Recession meme: college is optional?

Will the middle class dream of a college education be a victim of the Recession?

Will the middle class dream of a college education be a victim of the Recession?

I’ve always found the notion of memes fascinating– discrete ideas that replicate and spread and mutate between individuals and groups. I’m always on the lookout for new memes that are racing across the cultural landscape (at least here in the U.S.) and think I’ve spotted a good candidate. Call it “college optional.” Its basically the notion that the long-treasured middle class dream of a college education for our children now has a big set of brackets around it, meaning “if.” College if you can afford it (and many white collar families no longer can). College if it will actually provide your kids with skills that they need to get and keep a well paying job. College if the states and the Federal government continue to subsidize the costs of liberal arts education and support the type of academic work and study that’s become the norm in the U.S.

These are a lot of if’s which is probably why you’re starting to see folks wondering (aloud) whether the kind of college education that our colleges and universities offer and that most middle class parents have dreamed of for their kids isn’t slipping out of reach. Given that its slipping out of reach, I guess its natural (or at least comforting) to wonder whether its really what’s best for our kids, anyway.

The latest voice trumpeting the “college optional” meme is the Wall Street Journal, where Sue Shellenbarger has  an article today titled “Rethinking Price and Value When Picking a College.” Her thesis: the economic dislocation caused by the global recession, coupled with skyrocketing costs of tuition at private colleges and universities (total costs up 67% at private colleges in the last decade and 84% at public universities) are forcing parents and their children to lower their horizons, and to question the real value of a degree from an “elite” university. Price consciouness reigns, families are spending less on education and state schools and community colleges are seeing burgeoning demand.

There are other voices as well.

  • NPR was just the latest outlet (after NYT,  CSmonitor.com and others) to profile Matthew Crawford, the author of Shop Class as Soul Craft, a book that preaches the virtues of working with your hands and actually learning hard skills as opposed to the soft skills common in our knowledge based economy. Crawford warns about an education monoculture in the U.S. that has deprived our economy of the skilled labor it needs to grow and succeed.
  • A friend (and B2 reader) pointed me to an opinion piece by Meagan Francis on Babble.com (NOTE: link was broken when I tried it. Hopefully it will work by the time you do) about her intention to _not_ help her kids pay for college (while being supportive in other ways).
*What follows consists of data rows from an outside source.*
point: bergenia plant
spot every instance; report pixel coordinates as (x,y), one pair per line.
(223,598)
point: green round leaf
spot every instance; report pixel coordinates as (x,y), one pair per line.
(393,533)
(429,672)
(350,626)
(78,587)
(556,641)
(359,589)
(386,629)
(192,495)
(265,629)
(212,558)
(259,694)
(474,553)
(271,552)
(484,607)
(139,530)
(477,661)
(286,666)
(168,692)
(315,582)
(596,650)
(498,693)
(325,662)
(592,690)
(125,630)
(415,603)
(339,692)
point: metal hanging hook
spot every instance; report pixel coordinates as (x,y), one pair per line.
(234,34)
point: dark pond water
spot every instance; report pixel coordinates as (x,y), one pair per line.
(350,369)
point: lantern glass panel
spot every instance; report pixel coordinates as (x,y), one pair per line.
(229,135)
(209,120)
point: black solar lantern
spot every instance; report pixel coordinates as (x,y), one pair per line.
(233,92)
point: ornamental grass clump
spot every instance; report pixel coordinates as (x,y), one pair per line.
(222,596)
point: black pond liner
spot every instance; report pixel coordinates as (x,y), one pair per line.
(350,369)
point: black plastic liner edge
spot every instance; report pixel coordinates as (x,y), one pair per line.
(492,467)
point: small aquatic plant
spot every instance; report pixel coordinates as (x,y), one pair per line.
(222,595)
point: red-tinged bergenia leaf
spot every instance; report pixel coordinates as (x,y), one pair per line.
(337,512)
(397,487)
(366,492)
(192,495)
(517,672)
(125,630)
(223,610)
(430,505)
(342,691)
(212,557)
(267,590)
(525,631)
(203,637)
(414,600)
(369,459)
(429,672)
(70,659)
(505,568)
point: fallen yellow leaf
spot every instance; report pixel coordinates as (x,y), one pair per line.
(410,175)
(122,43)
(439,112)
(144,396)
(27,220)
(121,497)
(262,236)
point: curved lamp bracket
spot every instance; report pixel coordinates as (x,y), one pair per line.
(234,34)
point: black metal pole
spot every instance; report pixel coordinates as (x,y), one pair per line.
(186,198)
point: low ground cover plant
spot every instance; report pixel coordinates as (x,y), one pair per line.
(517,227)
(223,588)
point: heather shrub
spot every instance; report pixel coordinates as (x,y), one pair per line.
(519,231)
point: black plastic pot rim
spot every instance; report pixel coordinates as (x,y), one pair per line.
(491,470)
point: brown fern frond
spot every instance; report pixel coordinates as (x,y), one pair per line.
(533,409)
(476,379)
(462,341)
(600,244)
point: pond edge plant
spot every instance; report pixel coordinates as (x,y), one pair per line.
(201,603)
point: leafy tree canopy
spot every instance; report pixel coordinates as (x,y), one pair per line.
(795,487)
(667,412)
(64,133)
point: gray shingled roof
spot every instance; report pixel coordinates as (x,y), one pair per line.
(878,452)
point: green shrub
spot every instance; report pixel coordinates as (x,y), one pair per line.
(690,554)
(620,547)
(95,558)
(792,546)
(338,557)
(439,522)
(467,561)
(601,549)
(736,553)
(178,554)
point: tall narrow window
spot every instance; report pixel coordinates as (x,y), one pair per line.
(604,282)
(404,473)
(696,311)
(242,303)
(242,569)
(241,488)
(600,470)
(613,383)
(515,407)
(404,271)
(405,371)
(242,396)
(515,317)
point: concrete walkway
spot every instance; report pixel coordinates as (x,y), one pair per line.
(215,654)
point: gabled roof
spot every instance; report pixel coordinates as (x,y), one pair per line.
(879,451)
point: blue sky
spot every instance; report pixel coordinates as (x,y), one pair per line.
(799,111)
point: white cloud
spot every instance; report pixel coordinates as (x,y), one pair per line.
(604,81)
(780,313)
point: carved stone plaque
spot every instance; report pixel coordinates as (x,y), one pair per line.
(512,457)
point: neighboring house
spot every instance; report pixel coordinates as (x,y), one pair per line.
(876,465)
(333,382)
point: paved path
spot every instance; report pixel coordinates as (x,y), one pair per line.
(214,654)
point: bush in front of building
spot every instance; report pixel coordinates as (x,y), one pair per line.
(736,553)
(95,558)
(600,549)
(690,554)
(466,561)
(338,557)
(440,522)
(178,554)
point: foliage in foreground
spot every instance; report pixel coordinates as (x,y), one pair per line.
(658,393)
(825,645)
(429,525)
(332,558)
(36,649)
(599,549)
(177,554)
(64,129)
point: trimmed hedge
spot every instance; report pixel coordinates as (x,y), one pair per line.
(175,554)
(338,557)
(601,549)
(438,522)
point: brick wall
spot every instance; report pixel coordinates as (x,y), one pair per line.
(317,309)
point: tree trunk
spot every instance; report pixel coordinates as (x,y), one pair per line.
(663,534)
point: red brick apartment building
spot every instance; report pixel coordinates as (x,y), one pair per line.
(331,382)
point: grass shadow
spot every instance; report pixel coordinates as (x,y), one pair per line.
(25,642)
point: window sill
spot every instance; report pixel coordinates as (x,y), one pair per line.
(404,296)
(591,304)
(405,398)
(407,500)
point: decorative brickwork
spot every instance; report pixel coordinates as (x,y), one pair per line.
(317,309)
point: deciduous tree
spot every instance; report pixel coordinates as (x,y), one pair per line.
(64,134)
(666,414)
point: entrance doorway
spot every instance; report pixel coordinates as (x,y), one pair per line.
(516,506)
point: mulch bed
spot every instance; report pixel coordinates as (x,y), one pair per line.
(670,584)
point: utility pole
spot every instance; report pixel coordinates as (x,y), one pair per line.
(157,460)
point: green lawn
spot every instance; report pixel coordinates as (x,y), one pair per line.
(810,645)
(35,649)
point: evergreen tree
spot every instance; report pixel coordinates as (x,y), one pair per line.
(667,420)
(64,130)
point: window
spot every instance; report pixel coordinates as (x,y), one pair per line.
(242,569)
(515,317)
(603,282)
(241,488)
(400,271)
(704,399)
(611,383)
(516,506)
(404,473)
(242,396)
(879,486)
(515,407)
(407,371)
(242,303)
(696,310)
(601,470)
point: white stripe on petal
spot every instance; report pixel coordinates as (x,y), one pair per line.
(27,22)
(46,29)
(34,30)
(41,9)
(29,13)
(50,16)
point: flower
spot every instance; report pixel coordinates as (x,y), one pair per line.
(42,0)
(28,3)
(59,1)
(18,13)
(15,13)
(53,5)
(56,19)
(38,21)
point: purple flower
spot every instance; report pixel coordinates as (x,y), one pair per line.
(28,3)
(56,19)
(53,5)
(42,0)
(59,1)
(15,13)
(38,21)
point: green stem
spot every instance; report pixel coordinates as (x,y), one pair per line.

Her thesis: a four year liberal arts education may not be the best preparation for the work world, while many graduating High School seniors aren’t ready to take their studies seriously anyway (so why pay for it).
  • Yet another friend pointed me (via Facebook) to this article from insidehighered.com about the ways in which California’s budget crisis threatens the state’s long-treasured public university system. There’s more at question than just class sizes or programming choices: the role that higher ed plays in nurturing California’s economy (and the national economy) is really being questioned. One quote from Jack Miles, an English prof at UC Irvine struck me:

    “There are always people who call it frills and say ‘Who needs that? Who needs a symphony? Who needs a library?’ Those voices will always be around, and they become more compelling at a time of triage.… You may think that if you just provide the basics for everybody all will be fine, and you can skip the frosting on the cake. It may not actually work that way. It may be that you have to spend some money at the top,”
    he said.

Indeed, affordable, high quality public (and private) higher education has been a pillar of the American middle class since the 1940s, when the GI Bill sent millions of veterans to college after they served. As we all know, the original GI Bill was far more generous than what’s been offered more recent generations of soldiers: liberal in its definition of qualifying education programs and generous in its reimbursement of costs related to obtaining that education. My father — the youngest of six children and the only one to attend college (BC, as it turns out) did so on the GI Bill and still talks about what a great deal it was: paying a full ride at BC and putting some money in his pocket to take his girlfriend (now my mother) down to NYC to see some jazz, to boot.  Not such a bad thing.  A new take on the GI Bill, signed into law a year ago, is due to take effect on August 1 and should expand education benefits to soldiers who complained that the existing program often fell pitiously short of covering the costs of a college education.

The debate about what kind of education to offer our children filters down to towns like Belmont, as well, as we consider  how best to prepare them for what comes next — whether that be a two or four year college, or something else. As budget constraints threaten the ability of Belmont’s Public Schools to deliver the same kinds of services and classes that we consider core to our mission, look for a very similar debate to crop up about whether preparing the vast majority of students to enter four year colleges is what Belmont should be doing (and paying for).